What this calculator does
This tool converts a wind direction (or any bearing) given in degrees into a standard 16-point compass heading such as N, NNE, NE, ENE, E and so on. Meteorological reports, weather stations and GPS devices often express direction in degrees from 0 to 360, while people communicate using named compass points. This converter bridges the two.
How to use it
Enter the wind direction in degrees (0° is North, 90° is East, 180° is South, 270° is West). Values outside 0–360 are automatically wrapped, so 360°, 720° and -10° all resolve correctly. The result shows the compass name, the normalized angle, and the 0–15 index used internally.
The formula explained
The full circle (360°) is split into 16 equal sectors of 22.5° each. We divide the degrees by 22.5 and round to the nearest whole number, which selects the closest compass point. Taking that result modulo 16 wraps values near 360° back to North (index 0). The 16 labels in order are: N, NNE, NE, ENE, E, ESE, SE, SSE, S, SSW, SW, WSW, W, WNW, NW, NNW.

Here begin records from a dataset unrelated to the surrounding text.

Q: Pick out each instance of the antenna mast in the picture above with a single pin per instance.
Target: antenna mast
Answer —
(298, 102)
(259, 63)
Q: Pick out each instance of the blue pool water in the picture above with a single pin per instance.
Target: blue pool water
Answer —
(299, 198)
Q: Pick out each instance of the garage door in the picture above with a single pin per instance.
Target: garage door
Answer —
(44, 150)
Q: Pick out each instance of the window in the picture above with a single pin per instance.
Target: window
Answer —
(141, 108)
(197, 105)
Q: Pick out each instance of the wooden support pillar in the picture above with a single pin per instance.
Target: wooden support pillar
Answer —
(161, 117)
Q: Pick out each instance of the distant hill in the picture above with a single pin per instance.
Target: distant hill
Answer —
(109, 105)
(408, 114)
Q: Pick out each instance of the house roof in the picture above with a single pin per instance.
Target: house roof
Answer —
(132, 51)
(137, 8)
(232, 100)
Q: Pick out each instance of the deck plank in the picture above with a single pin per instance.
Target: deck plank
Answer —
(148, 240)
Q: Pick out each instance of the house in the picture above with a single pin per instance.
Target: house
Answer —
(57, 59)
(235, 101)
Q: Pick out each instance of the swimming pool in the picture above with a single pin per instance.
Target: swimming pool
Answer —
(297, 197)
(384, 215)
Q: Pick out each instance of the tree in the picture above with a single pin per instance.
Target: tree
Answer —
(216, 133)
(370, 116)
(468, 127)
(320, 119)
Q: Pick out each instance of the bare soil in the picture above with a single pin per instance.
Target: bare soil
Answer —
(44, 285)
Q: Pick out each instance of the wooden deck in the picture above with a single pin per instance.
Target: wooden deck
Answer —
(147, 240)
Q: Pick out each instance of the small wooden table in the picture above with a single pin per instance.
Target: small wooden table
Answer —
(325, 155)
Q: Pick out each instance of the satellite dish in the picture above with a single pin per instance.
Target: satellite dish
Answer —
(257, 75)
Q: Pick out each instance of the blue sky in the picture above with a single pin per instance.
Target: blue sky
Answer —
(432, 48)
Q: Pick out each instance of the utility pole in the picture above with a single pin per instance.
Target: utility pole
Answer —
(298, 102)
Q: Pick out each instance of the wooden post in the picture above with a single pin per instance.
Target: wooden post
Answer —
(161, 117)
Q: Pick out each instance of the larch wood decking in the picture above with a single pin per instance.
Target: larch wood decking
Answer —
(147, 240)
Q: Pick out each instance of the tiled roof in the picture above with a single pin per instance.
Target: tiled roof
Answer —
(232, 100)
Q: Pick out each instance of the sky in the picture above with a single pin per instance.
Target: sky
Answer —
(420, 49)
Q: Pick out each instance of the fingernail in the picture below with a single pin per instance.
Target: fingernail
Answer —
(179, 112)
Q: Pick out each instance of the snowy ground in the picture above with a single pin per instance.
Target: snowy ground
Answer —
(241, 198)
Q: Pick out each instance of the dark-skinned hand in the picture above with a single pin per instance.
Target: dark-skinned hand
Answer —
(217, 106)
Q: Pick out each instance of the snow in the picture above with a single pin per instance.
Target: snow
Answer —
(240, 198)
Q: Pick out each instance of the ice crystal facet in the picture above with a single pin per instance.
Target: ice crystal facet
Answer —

$$\text{Index} = \left( \text{round}\!\left( \frac{\text{Degrees} \bmod 360}{22.5} \right) \right) \bmod 16$$
Worked example
For 200°: \(200 \div 22.5 = 8.888\ldots\), which rounds to 9. Index 9 in the list is SSW (South-Southwest). For 90°: \(90 \div 22.5 = 4\), index 4 is E (East). For 360°: it normalizes to 0, then \(0 \div 22.5 = 0\), giving N (North).
FAQ
Does 0° equal 360°? Yes — both point due North. The calculator normalizes 360° to 0° before converting.
What's the difference between 8-point and 16-point compasses? An 8-point compass uses 45° sectors (N, NE, E, SE…). This tool uses the finer 16-point system with 22.5° sectors for greater precision.
Can I use negative degrees? Yes. Negative angles are wrapped into the 0–360 range, so -90° becomes 270° (West).